So there I was at church on Sunday, sitting next to my wife in a pew, when I glanced at my hands and realized that my wedding ring was nowhere in sight.
I am one of those people who basically freaks out when something is lost. I’ll turn my entire house upside down trying to find whatever it is — unless of course I’m on vacation and then I wind up turning my hotel room or cruise ship stateroom upside down. It generally does not matter how valuable the thing is. I’ll go search a restaurant, looking on the floor and walking around annoying diners; I’ll walk back and forth in a parking lot for hours, peering under cars. And here I was with my wedding ring in the “vanished” category.
I immediately thought of Saturday evening’s festivities at a local bar/restaurant/music club. A group of us had, er, a few drinks. Said restaurant isn’t well lit, presumably on purpose, and it would have been easy to absent-mindedly set something small down and not notice it again when time came to leave. Why the ring might have been off my finger in the first place is another matter.
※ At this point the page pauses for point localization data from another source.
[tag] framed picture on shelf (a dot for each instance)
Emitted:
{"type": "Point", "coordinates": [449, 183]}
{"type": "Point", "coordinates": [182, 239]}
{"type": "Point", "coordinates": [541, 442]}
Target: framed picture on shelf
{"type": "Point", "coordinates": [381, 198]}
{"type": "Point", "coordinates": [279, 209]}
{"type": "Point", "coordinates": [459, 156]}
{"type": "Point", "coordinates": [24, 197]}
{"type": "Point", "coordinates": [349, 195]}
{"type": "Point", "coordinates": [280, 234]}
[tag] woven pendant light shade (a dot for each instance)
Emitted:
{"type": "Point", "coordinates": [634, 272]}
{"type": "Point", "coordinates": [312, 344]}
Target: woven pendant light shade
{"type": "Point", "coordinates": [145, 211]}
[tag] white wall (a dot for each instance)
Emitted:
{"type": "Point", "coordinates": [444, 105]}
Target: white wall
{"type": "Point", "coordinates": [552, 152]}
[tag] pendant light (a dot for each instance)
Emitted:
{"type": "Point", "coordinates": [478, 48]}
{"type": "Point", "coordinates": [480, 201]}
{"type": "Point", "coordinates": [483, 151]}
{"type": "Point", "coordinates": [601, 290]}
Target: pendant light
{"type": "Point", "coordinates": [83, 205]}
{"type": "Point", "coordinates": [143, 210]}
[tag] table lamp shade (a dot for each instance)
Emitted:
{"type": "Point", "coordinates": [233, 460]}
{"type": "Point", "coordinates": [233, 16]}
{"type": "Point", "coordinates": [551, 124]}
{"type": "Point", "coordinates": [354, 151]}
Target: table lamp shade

It generally stays right where it belongs, but once in a great while, maybe once every few months, I find myself absent-mindedly fiddling with it, taking it off, trying it on my right ring finger, putting it back on my left ring finger. I don’t know why I do this, but it seemed pretty likely that I had for some stupid alcohol-related reason done exactly that at the bar. Who knows if it would ever be seen again? It could have been swept or vacuumed up and disposed of.
I messaged an acquaintance who works there part-time and asked if he could have someone check. He said he would, when they opened later that day (it being Sunday, after all). And then I got down to some serious fretting.
When we got home, I looked on my work-from-home work desk, on our home office desk, on the dining table, in the bathrooms, then moved on to the kinds of places cats like to bat things: behind doors, under furniture, in cracks between things. No luck. No freaking luck at all.
Carole was sympathetic but not much help. She had lost her wedding ring decades earlier while at work in Burlington. Her best theory was that it “slipped off” in a bathroom. We’d finally gotten her a replacement at a jewelers in Key West and she’d carefully put it away and essentially never worn it. She doesn’t much like rings, bracelets, and other things that serve to distract her. It had been a point of pride for me that I’d never lost mine.
Eventually I gave up, staking everything on the ring’s possible discovery at the bar, and got down to doing our usual Sunday afternoon chores. One of these chores is stripping the sheets and blankets off the king bed in the master bedroom and taking them down to the basement to wash. I took the heavy comforter down and started it washing by itself and went upstairs to get the rest. Often-times I kind of just yank the top sheet and the fitted sheet off in one continuous motion, but on Sunday I was a little more deliberate about it. I pulled the top sheet down, preparing to yank it off and go back for the fitted sheet, when suddenly I went “What the entire F___” as there, lying precisely where I’d been sleeping the night before, was said wedding ring.
If I’d yanked everything off all at once it’d probably have fallen out of the bedding and gotten truly lost under something on the way to the basement. My guardian angel looking out for me, I guess.
So I’m glad to have my ring back, not lost forever after all… but I have a new concern: why the heck am I apparently taking my ring off while I’m sleeping?